Myth #4:  REBUILD gets me back to my original FILLFACTOR, which is always good
REBUILD has a huge side-effect no one talks about and can kill performance.  Note in my last paragraph where I said REBUILD is really just getting your pages back to their original FILLFACTORs.  Let's think about that for a sec.  If my current data pages don't reflect my declared FILLFACTOR, then doesn't that mean I didn't design my FILLFACTOR correctly?  It's not SQL Server's fault!!!  I didn't factor in page splits, row modifications, and row deletions properly into my design.  When a data page does not match it's FILLFACTOR then you have a design issue.  This means that over time a whole bunch of page splits occurred which are performance-degrading.  If you run REBUILD you are removing the "air" that has naturally occurred in your data page over time.  Post-REBUILD you have a nice compact index, but SQL Server has to start page splitting again which causes even worse performance.  And what happens over time?  ...you have a fragmented index that doesn't match its FILLFACTOR.  What do you do?  You run REBUILD.  And the vicious cycle continues.  You really never solve anything doing things this way.  So, you really need to determine if your declared FILLFACTORs are correct.  

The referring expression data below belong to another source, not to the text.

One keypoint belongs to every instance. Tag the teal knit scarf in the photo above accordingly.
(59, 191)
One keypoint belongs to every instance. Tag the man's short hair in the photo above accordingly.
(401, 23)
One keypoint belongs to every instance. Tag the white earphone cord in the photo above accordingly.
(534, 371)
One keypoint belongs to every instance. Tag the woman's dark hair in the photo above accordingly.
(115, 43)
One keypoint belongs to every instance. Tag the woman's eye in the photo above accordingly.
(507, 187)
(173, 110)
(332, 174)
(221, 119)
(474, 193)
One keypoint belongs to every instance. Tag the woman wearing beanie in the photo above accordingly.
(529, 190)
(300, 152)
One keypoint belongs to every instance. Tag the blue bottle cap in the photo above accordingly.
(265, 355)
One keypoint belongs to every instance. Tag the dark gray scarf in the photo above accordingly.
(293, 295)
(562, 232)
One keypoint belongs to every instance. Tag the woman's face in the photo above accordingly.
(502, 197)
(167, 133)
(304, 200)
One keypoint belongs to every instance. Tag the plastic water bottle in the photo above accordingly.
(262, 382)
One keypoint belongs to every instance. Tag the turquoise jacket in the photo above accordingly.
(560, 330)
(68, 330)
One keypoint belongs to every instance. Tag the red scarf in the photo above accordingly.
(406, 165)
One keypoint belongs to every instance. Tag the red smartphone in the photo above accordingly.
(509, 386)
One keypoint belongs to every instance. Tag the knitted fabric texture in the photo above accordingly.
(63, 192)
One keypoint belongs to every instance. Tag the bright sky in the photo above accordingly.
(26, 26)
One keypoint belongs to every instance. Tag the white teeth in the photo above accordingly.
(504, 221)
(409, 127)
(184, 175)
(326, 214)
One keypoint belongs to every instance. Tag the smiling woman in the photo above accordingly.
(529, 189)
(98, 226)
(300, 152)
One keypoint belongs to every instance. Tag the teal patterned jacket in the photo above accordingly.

There are caveats where a REBUILD/resetting of FILLFACTORs might be a good idea...after a conversion event, mass data loading operation, etc.  But rarely on a steady-state system. 
This is a standard industry approach to fragmentation in most RDBMSs.  Example...Oracle has a REORG equivalent command, but no REBUILD.  Their solution is to fix your FILLFACTOR (they call it PCTFREE, etc) and reload your table.  Again, it's a design problem.  
Myth #5: REORG holds shorter locks, so it is better
REBUILD WITH (ONLINE=ON) generally doesn't hold locks that would affect concurrency either.  
Myth #6: One takes longer than the Other, Which is Why I Prefer the Latter
I've seen this myth as "REBUILD takes longer" and as "REORG takes longer".  If an index is gigantic and heavily fragmented then common sense dictates that REORG will take longer because it needs to visit and shuffle each page.  REBUILD just creates a nice, new compact index.  But in my mind I really don't care which takes longer, I'm more interested in ensuring I don't affect concurrency and the final product is what I need.  
Myth #7:  One takes more transaction log space, so it should be avoided
This correlates roughly to Myth #6.  And I've seen it touted that both are tran log hogs.  Again, I don't see why it matters, I want the best index at the end of the day.  It is true though that REBUILD will hold longer transactions and you risk log_reuse waits and replication delays.  
So, which should you use?  It depends.  You really have to understand the problems each is designed to solve.  In general I do have some guidance:
  • on steady-state systems I prefer REORG.  
  • If my FILLFACTORs are wrong I prefer REBUILD WITH (ONLINE=ON) so I can fix those fillfactors.
  • If I just did a bulk loading of data I like to do a REBUILD to suck out the air and get the pages nice and tight.